Micron 7500 NVMe Data Center SSD User Guide
- June 15, 2024
- Micron
Table of Contents
CLIENT vs. DATA CENTER SSDs
7500 NVMe Data Center SSD
A guide to understanding differences in performance and use cases
Client solid state drives (SSDs) — those designed primarily for personal
computer storage — are suitable in some, but not all, data center
applications. Data center SSDs, on the other hand, are designed from the
ground up for data center use.1
When considering the use of a client SSD in a data center application, it is
imperative to understand the input/output operations per second (IOPS)
performance and design differences between the two.
This technical brief discusses some of these differences.
Different SSDs for different applications
SSD designers optimize performance and cost based on intended use. Directly
comparing SSDs designed for different uses (when examining data sheets, for
example) can be difficult. It is like comparing different products intended
for fundamentally different uses.
We can make more informed decisions when we understand some of the performance
implications of using a client SSD in an application for which it was not
designed.
Focus Areas
The technical brief highlights some of the differences between SSDs designed
for client use and data center use. It is designed to help SSD users make
informed choices about which type of SSD they deploy for which application.
Performance evolution
It is generally known that SSD performance changes with time. As the SSD
migrates from fresh-out-of-box state to steady state, its write performance
evolves. The performance evolution patterns may differ between client and data
center SSDs.
This paper offers an example of this evolution difference and describes some
of the background reasons this difference occurs.
Over-provisioning
Where there is more physical NAND capacity on the SSD than there is advertised
storage capacity, that SSD is over provisioned.
Over provisioning helps optimize some required background tasks like garbage
collection as well as write performance.
Different over provisioning levels and the resultant effect on an example
workload is described.
Power loss protection
Power loss protection (PLP) is designed to protect data being written to – and
already written to – the SSD from sudden power loss – including data that has
successfully be written to the NAND.
Client and data center SSD PLP is escribed including which portions of the
client and data center paths are protected, as well as why client and data
center SSDs offer different PLP implementations.
1. Statement refers to intended design use and does not reflect actual
suitability for either SSD type in any use case.
2. Representative examples only. Figures may not be to scale.
Consider an IOPS performance comparison between a client SSD (optimized for
personal storage such as mobile computing) and an SSD optimized for data
center use (such as highly active real-time databases). Because data center
SSDs are designed for demanding workloads like this (and client SSDs are not),
we expect the data center SSDs to excel (while the client SSDs may not).

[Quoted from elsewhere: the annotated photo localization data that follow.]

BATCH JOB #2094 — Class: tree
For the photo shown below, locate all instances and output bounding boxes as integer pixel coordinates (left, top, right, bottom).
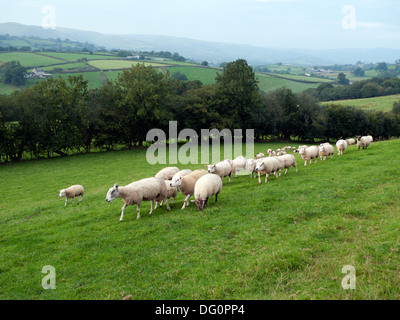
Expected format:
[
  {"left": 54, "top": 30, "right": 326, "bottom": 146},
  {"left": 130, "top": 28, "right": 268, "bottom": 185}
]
[
  {"left": 352, "top": 67, "right": 365, "bottom": 77},
  {"left": 171, "top": 72, "right": 188, "bottom": 81},
  {"left": 0, "top": 61, "right": 26, "bottom": 86},
  {"left": 337, "top": 72, "right": 350, "bottom": 85},
  {"left": 375, "top": 62, "right": 388, "bottom": 72},
  {"left": 201, "top": 61, "right": 208, "bottom": 66},
  {"left": 215, "top": 59, "right": 261, "bottom": 130},
  {"left": 112, "top": 64, "right": 176, "bottom": 147}
]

A common test illustrating this point is a 4KB random 100% write workload over
an extended period.
Figure 2 shows how the performance of each SSD type changes with time. FOB is
“fresh out of box,” meaning the SSD has experienced little to no data written
to it. Steady state is the performance state where performance changes little
with time. Each
SSD’s IOPS are shown on the vertical axis while time is shown on the
horizontal axis.
Although the exact shape of these curves may change with different SSDs and
workloads, all SSDs undergo this performance change. With this example
workload, the data center SSD shows higher steady state performance. Steady
state write performance is an important factor for data center customers.

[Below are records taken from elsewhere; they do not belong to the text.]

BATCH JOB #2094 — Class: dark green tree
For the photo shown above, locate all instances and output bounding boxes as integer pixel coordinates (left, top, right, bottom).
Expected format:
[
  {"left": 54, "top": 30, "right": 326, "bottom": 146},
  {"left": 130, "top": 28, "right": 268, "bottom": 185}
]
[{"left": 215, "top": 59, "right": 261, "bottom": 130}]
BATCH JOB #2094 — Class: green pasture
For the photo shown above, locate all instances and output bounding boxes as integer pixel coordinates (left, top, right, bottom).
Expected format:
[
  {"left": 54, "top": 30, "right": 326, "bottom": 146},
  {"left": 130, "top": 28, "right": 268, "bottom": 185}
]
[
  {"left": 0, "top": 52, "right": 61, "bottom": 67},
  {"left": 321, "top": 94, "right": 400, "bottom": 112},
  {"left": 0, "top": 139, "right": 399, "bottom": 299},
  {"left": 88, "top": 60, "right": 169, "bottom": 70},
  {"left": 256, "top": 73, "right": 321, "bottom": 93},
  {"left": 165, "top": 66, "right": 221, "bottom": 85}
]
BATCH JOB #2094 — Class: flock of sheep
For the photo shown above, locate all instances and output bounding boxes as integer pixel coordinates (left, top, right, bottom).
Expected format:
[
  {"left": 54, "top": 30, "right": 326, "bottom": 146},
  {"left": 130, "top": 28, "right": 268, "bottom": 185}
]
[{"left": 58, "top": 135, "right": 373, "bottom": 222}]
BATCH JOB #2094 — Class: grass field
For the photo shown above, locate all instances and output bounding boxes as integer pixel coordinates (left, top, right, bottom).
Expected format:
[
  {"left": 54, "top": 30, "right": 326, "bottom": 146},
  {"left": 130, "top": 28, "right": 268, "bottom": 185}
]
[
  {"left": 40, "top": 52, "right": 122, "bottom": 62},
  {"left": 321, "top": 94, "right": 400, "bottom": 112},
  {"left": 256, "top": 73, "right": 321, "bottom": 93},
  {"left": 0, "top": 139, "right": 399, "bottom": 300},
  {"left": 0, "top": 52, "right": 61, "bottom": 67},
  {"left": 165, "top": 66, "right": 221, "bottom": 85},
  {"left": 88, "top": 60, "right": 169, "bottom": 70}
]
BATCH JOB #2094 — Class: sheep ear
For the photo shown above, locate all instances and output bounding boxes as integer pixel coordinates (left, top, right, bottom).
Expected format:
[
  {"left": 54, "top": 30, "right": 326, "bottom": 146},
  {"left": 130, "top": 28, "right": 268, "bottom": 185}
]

It is important to note that the comparison in Figure 2 is only one aspect of
drive performance. It is not a complete representation for all applications,
uses, or standard benchmarks. It illustrates that good performance is relative
to the target application and use.
Factors affecting write performance: Understanding over-provisioning
Over-provisioning is additional media space on an SSD that does not contain
user data. Every SSD has some level of over-provisioning.
Figure 1 shows the 4K random write performance of a client and a data center
SSD over time. The
data center SSD has considerably more over-provisioning. That additional media
space plays a critical role in steady state random write performance.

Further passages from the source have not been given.